Charlotte Salomon
J’ai
vu vendredi l’exposition Charlotte Salomon au musée d’art juif. C’est une
exposition très impressionnante, pas seulement sur le plan artistique, c’est
une exposition humainement bouleversante.
Charlotte
Salomon était une jeune fille de la bourgeoisie juive cultivée de Berlin.

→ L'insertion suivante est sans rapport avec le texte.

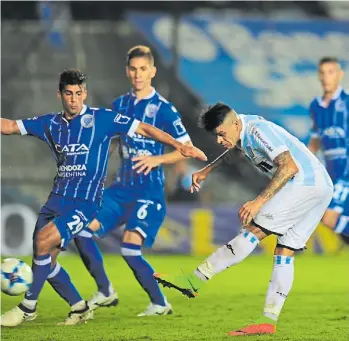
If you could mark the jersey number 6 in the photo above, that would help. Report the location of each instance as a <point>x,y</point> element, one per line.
<point>142,212</point>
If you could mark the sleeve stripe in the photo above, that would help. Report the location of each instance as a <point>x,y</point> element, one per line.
<point>184,138</point>
<point>133,128</point>
<point>21,127</point>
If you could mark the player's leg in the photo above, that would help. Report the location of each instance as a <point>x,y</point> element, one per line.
<point>306,205</point>
<point>224,257</point>
<point>144,222</point>
<point>41,269</point>
<point>336,216</point>
<point>62,284</point>
<point>93,260</point>
<point>107,218</point>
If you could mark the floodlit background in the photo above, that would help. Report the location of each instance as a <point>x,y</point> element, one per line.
<point>258,57</point>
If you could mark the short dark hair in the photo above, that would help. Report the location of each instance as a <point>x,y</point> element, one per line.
<point>71,77</point>
<point>328,59</point>
<point>214,116</point>
<point>139,51</point>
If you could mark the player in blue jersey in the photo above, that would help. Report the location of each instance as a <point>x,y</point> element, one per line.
<point>137,196</point>
<point>330,132</point>
<point>290,207</point>
<point>79,138</point>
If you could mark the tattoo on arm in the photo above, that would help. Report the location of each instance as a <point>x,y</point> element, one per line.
<point>285,171</point>
<point>215,163</point>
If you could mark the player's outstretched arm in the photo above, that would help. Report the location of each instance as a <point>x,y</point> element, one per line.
<point>9,127</point>
<point>145,163</point>
<point>202,174</point>
<point>148,130</point>
<point>286,169</point>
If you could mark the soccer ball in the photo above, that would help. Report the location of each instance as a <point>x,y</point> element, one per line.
<point>16,277</point>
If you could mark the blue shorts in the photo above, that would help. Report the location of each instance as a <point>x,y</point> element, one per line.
<point>140,210</point>
<point>69,214</point>
<point>340,200</point>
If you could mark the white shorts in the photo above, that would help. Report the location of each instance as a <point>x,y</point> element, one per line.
<point>295,211</point>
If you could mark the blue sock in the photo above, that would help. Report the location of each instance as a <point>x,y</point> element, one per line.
<point>342,226</point>
<point>41,268</point>
<point>143,272</point>
<point>93,260</point>
<point>62,284</point>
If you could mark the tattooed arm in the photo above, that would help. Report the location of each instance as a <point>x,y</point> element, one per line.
<point>286,169</point>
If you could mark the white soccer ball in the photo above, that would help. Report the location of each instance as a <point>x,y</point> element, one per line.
<point>16,276</point>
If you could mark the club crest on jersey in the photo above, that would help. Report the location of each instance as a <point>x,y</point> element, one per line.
<point>87,121</point>
<point>339,105</point>
<point>121,119</point>
<point>151,110</point>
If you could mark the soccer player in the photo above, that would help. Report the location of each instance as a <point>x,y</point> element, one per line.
<point>290,207</point>
<point>79,138</point>
<point>330,132</point>
<point>137,195</point>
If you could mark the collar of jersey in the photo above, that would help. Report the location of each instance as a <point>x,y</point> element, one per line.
<point>151,95</point>
<point>243,127</point>
<point>335,96</point>
<point>83,110</point>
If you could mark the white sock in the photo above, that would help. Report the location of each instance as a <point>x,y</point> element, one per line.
<point>78,306</point>
<point>227,255</point>
<point>279,286</point>
<point>30,304</point>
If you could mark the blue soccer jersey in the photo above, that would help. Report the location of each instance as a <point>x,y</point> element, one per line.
<point>80,147</point>
<point>330,125</point>
<point>160,113</point>
<point>262,141</point>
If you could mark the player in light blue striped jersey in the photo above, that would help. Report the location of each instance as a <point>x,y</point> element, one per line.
<point>330,132</point>
<point>290,207</point>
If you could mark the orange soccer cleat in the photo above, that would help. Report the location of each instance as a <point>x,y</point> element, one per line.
<point>255,329</point>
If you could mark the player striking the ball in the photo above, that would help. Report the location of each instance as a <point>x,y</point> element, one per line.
<point>290,207</point>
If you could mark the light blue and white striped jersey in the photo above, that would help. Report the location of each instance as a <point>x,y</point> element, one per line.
<point>262,141</point>
<point>331,126</point>
<point>80,147</point>
<point>154,110</point>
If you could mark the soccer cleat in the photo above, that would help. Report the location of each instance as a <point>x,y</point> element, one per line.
<point>155,309</point>
<point>254,329</point>
<point>76,317</point>
<point>16,316</point>
<point>185,286</point>
<point>99,300</point>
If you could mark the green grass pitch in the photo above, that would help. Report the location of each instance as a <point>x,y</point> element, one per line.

Pendant la guerre elle va rejoindre ses grands parents réfugiés dans la région
de Nice. Elle est profondément affectée à la fois par le tragique de l’époque
mais aussi par une histoire familiale terriblement douloureuse. Elle se réfugie
alors dans une activité artistique incroyable, elle peint/écrit en 1300
gouaches une impressionnante autobiographie et elle associe les suites de ses
gouaches à des chants et des musiques pour constituer un
« singspiel », une pièce de théâtre chantée, composant ainsi une
sorte d’œuvre multimédia avant l’heure, extrêmement moderne. Elle est arrêtée
en 1943 et tuée le jour même de son arrivée à Auschwitz.
Les
gouaches sont d’une variété extraordinaire, tant dans les thèmes, dans les
coloris, dans les cadrages et le rythme du dessin, (certaines planches sont
individuellement de véritables bandes dessinées). Les textes apparaissent en
calque ou s’incrustent directement dans le dessin. On y voit la petite fille
dans sa vie berlinoise, l’adolescente confrontée à ses difficultés
psychologiques et familiales, la montée du nazisme, l’art, peinture ou musique,
qui semble pouvoir être le lieu du salut, la passion amoureuse, l’exil auprès
des grands-parents. C’est là que Charlotte prend véritablement conscience du
tragique des destins familiaux. Sa mère n’est pas morte d’une grippe mais s’est
suicidée, un suicide qui s’intègre dans une impressionnante série, le suicide
paraît le destin familial récurrent. C’est pour conjurer ce destin, pour tenter
de survivre que Charlotte se lance dans l’urgence et avec passion dans la
réalisation de son œuvre qui se veut affirmation de vie et qui se termine sur
quelques images merveilleusement colorées et lumineuses de Charlotte occupée à
peindre devant la Méditerranée. C’est cette affirmation, malgré la mort et
malgré l’horreur, de la beauté du monde et de la vie qui est la part la plus
bouleversante de cette œuvre magnifique.
Je
suis resté un long moment. Après avoir défilé devant l’ensemble des gouaches,
après avoir pris une sorte de vue d’ensemble de ce destin ou plutôt de la
transcription qu’en a fait Charlotte, j’ai eu plaisir à revenir à quelques unes
des gouaches plus individuellement, à redescendre du déroulé de la vie vers
quelques moments arrêtés, je suis resté aussi un long moment à l’endroit où
l’on peut écouter grâce à des casques mis à disposition les musiques
accompagnant chacun des épisodes.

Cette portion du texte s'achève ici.